Over the course of her PhD project, Dr Maeve McAleer, working with Professor Irvine, made a number of important discoveries. They showed that Filaggrin protein breakdown causes a change in the shape of key cells within the skin of children with eczema, essentially changing the structure of the skin, and damaging its barrier function. This helps to explain why children with filaggrin mutations have persistent disease and are at a higher risk of food allergy and asthma.

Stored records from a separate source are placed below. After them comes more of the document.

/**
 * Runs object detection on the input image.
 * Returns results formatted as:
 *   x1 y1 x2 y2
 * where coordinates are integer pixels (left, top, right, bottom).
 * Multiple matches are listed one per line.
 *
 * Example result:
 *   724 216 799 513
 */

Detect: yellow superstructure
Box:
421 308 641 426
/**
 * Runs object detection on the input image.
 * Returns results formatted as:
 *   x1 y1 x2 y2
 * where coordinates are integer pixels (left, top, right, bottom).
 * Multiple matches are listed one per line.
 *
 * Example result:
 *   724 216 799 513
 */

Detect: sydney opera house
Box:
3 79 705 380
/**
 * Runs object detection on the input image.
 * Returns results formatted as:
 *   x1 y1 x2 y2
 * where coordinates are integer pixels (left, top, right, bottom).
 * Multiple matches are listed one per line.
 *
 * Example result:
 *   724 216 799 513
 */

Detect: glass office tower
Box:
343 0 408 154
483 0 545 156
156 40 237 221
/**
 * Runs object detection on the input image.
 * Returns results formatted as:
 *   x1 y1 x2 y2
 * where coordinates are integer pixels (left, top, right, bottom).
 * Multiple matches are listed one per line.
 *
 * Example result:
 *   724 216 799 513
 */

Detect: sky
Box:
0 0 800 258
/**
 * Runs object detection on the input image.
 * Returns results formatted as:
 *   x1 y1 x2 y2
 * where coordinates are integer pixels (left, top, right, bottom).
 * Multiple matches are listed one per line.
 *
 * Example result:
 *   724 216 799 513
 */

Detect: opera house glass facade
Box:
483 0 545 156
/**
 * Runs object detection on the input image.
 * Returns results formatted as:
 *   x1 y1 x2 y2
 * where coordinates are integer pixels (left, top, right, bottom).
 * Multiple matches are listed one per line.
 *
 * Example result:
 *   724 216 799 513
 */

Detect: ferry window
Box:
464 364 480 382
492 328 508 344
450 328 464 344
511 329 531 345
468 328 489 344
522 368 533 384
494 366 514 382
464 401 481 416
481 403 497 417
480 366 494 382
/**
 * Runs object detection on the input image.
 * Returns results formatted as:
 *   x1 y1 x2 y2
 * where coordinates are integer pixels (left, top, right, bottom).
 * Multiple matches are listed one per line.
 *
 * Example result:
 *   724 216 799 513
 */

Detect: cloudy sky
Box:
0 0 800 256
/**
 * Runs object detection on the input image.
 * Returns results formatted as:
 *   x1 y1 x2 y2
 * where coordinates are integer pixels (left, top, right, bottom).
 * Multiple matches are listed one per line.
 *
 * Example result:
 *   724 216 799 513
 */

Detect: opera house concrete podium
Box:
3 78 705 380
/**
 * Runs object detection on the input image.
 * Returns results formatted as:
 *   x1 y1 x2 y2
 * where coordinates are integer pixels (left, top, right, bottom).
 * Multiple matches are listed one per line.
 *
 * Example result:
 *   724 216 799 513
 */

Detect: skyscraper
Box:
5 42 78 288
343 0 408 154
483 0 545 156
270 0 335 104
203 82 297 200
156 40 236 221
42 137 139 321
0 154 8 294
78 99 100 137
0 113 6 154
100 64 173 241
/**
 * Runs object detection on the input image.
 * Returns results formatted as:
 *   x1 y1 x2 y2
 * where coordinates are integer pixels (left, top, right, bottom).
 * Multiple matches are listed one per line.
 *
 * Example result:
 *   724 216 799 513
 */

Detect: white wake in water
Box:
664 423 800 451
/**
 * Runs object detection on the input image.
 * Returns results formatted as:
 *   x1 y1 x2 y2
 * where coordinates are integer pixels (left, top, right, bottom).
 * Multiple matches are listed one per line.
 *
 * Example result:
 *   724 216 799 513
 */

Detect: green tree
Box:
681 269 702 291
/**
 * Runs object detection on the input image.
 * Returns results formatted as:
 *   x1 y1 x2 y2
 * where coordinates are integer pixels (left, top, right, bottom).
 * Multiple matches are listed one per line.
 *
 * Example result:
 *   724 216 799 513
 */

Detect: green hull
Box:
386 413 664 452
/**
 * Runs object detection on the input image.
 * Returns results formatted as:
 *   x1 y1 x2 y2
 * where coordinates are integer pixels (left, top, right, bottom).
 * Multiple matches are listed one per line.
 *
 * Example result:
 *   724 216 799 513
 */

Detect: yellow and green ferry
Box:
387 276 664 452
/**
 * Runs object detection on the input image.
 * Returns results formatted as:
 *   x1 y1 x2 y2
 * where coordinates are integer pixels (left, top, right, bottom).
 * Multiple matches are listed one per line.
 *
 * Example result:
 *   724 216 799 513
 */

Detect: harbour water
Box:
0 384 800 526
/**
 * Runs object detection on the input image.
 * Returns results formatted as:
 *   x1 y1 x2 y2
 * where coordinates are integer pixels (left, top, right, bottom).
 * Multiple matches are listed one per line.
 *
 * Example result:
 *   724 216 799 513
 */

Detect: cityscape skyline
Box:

They also discovered why the cheek is often the first place that eczema develops in early life. Their research showed that it takes longer for the cheek to develop sufficient amounts of its own natural moisturising factor than other parts of the body, and that this makes it especially vulnerable to disease. It also allows common food allergens to enter through the immature and vulnerable cheek skin in susceptible children, where it may trigger the development of life long allergies. This exciting finding suggests that the skin, rather than the mouth, may be the portal for developing food allergy. It also highlights the importance of using appropriate moisturisers doing the early postnatal weeks to protect the skin – particularly of the cheek.
In the final phase of their work, they found immunological biomarkers – biological substances used as indicators of disease state – that correlate well with disease activity. They measured biomarkers in the plasma, from a blood test, and they also developed a very useful, non-invasive, and painless test using surface skin cells. These biomarkers can help to predict the disease severity, allowing early intervention.